DTap vs TDap Vaccins
Het beheer van overdraagbare ziekten kwam op de voorgrond door het gebruik van antibiotica. Maar nu worden de preventieve aspecten van overdraagbare ziekten herzien en komen er nieuwe technieken op om de verspreiding van infecties te voorkomen. Infecties die op weg zijn om de belangrijkste oorzaken van menselijke morbiditeit en mortaliteit te zijn, zijn difterie, kinkhoest en tetanus. De strijd tegen deze infecties en hun verspreiding vindt plaats in de vorm van vaccinaties. Maar ze zijn niet onomstreden. Als u echter risico versus voordeel neemt, suggereert een op feiten gebaseerde manier van kijken naar vaccins dat ze meer goed dan kwaad doen. Hier bespreken we de twee soorten DPT-vaccinaties en hoe ze van elkaar verschillen.
DTap Vaccin
DTap is een gecombineerd vaccin tegen difterie, tetanus en kinkhoest. Deze bevatten acellulaire pertusis; dus gericht op meer specifieke antigenen met minder immuunrespons, in tegenstelling tot de hele celvariant van het vaccin. De verminderde bijwerkingen zijn koorts, pijn en roodheid. Onlangs werd aangegeven dat deze acellulaire component minder efficiënt is in het overdragen van immuniteit, omdat ze de huidige stammen niet volledig kunnen dekken. Deze vaccinatie wordt gebruikt in de vaccinatieprogramma's voor kinderen over de hele wereld.
TDap Vaccin
TDap is ook een gecombineerd vaccin tegen bovengenoemde microben. Maar dit vaccin is gespecificeerd voor adolescenten en volwassenen. Dit gecombineerde vaccin heeft een hogere concentratie tetanustoxoïde; dus het overbrengen van een hoger niveau van immuniteit tegen de tetanusbacterie. Bovendien worden, vanwege de acellulariteit van kinkhoest en lagere niveaus van difterie, de bijwerkingen die gepaard gaan met het vaccin ook vermeden. Dit vaccin kan worden gegeven als boostervaccin voor tetanus en als profylaxe voor wonden met een hoog risico.

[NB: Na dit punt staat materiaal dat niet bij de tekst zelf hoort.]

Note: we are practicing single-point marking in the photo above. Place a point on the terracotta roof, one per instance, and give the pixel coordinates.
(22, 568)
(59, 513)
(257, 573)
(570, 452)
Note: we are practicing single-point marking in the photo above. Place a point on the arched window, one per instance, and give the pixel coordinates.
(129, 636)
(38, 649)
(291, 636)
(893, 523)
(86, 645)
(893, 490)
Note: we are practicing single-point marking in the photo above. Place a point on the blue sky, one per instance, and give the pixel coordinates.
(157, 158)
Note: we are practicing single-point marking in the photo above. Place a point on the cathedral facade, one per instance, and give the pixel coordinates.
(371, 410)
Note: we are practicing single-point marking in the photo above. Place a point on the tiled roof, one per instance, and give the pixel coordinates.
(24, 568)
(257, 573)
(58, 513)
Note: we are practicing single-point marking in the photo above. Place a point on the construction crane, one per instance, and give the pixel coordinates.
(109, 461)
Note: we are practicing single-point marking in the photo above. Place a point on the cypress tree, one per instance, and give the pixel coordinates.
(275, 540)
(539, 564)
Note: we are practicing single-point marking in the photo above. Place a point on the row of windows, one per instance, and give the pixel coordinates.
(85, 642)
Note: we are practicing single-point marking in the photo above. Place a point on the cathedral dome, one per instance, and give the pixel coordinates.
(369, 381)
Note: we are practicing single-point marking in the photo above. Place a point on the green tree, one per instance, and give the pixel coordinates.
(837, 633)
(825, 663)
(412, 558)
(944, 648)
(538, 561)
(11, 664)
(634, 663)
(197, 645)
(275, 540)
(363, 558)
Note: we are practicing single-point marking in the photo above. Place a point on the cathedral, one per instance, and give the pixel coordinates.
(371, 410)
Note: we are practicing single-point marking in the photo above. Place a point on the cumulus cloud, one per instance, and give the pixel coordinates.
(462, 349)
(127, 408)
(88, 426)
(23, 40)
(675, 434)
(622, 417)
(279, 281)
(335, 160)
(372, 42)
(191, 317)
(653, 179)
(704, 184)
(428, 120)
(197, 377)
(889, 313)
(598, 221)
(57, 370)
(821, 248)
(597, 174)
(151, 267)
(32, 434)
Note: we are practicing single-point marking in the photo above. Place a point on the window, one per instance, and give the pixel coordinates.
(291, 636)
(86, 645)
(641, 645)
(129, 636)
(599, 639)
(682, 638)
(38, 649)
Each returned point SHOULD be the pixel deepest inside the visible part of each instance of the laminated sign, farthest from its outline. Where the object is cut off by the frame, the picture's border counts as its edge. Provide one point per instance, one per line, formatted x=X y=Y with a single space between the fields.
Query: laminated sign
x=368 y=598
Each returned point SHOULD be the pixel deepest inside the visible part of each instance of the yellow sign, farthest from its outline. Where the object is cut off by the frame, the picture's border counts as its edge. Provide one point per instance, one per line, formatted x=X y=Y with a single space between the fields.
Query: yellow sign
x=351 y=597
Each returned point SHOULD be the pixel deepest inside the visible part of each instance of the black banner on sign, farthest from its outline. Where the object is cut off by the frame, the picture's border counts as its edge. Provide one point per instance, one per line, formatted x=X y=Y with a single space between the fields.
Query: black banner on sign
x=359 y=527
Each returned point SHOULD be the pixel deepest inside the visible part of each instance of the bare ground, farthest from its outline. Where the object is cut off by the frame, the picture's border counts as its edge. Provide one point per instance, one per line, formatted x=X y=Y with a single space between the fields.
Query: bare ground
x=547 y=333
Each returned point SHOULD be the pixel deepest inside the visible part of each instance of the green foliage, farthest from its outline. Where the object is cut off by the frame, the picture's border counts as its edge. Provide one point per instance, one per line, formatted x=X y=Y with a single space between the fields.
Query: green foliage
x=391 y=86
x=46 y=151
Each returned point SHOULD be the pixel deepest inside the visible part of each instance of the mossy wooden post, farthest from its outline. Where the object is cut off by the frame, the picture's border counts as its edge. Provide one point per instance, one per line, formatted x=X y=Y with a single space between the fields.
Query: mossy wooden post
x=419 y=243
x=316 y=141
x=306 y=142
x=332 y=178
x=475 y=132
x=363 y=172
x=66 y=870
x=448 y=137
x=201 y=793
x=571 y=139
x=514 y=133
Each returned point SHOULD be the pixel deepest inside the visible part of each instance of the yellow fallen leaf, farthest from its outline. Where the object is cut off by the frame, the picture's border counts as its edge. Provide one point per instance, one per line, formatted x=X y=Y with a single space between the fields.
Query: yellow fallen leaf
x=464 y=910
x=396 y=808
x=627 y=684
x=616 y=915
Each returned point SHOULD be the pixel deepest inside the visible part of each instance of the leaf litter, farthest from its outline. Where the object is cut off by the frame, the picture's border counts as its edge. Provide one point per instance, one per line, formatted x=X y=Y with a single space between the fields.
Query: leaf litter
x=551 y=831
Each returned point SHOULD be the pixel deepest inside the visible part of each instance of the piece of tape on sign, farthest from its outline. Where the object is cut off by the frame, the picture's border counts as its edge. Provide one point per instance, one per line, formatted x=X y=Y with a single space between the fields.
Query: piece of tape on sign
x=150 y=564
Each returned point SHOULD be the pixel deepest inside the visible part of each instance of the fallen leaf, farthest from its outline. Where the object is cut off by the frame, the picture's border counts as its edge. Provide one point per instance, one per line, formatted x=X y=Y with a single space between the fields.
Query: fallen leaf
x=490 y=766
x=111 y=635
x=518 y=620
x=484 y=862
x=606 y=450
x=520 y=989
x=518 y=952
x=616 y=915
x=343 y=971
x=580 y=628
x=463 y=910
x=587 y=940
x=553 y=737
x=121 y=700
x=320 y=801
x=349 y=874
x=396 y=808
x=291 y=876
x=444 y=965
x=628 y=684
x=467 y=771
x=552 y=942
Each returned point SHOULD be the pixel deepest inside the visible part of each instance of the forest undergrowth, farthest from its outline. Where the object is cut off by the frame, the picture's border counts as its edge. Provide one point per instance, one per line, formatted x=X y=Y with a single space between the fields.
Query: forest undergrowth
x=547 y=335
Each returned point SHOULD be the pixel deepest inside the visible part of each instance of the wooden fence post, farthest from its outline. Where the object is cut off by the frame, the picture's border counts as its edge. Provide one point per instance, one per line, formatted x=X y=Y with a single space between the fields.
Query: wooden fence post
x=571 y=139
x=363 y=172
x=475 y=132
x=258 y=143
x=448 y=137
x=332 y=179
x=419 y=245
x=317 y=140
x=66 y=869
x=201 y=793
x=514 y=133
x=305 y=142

Wat is het verschil tussen DTap- en TDap-vaccins?
Ter vergelijking: zowel DTap als Tdap bevatten gedode of verzwakte deeltjes difterie, tetanus en kinkhoest. Beiden dragen bij aan de drastische daling van de mortaliteit en morbiditeit die gepaard gaan met deze infecties. Beide kinkhoestdeeltjes zijn acellulair; dus, met een verminderde incidentie van bijwerkingen. Maar beide acellulaire deeltjes zouden minder effectief zijn. Waar DTap wordt gegeven voor personen onder de 10 jaar, wordt Tdap gegeven voor personen tussen 11 en 64 jaar. In DTap is er bijna synchrone activiteit om antilichamen te produceren tegen alle drie de organismen; Tdap heeft een verminderde activiteit tegen zowel difterie als kinkhoest, en meer activiteit voor tetanus. Het vaccin voor volwassenen kan dus equivalent zijn aan het tetanustoxoïde en kan worden gebruikt bij de behandeling van boosters voor tetanus en profylaxe bij wondbehandeling. Bijwerkingsprofiel is hetzelfde in beide, maar minder in Tdap.
Beide vaccins zijn belangrijk, en DTap is voor jongeren, terwijl TDap voor ouderen. TDap is tetanustoxoïde met een bijkomend voordeel, maar DTap vertoont een equivalente activiteit voor alle organismen. Er is echter meer bewijs dat suggereert dat het gebruik van de vaccins gunstig is dan het helemaal niet gebruiken ervan.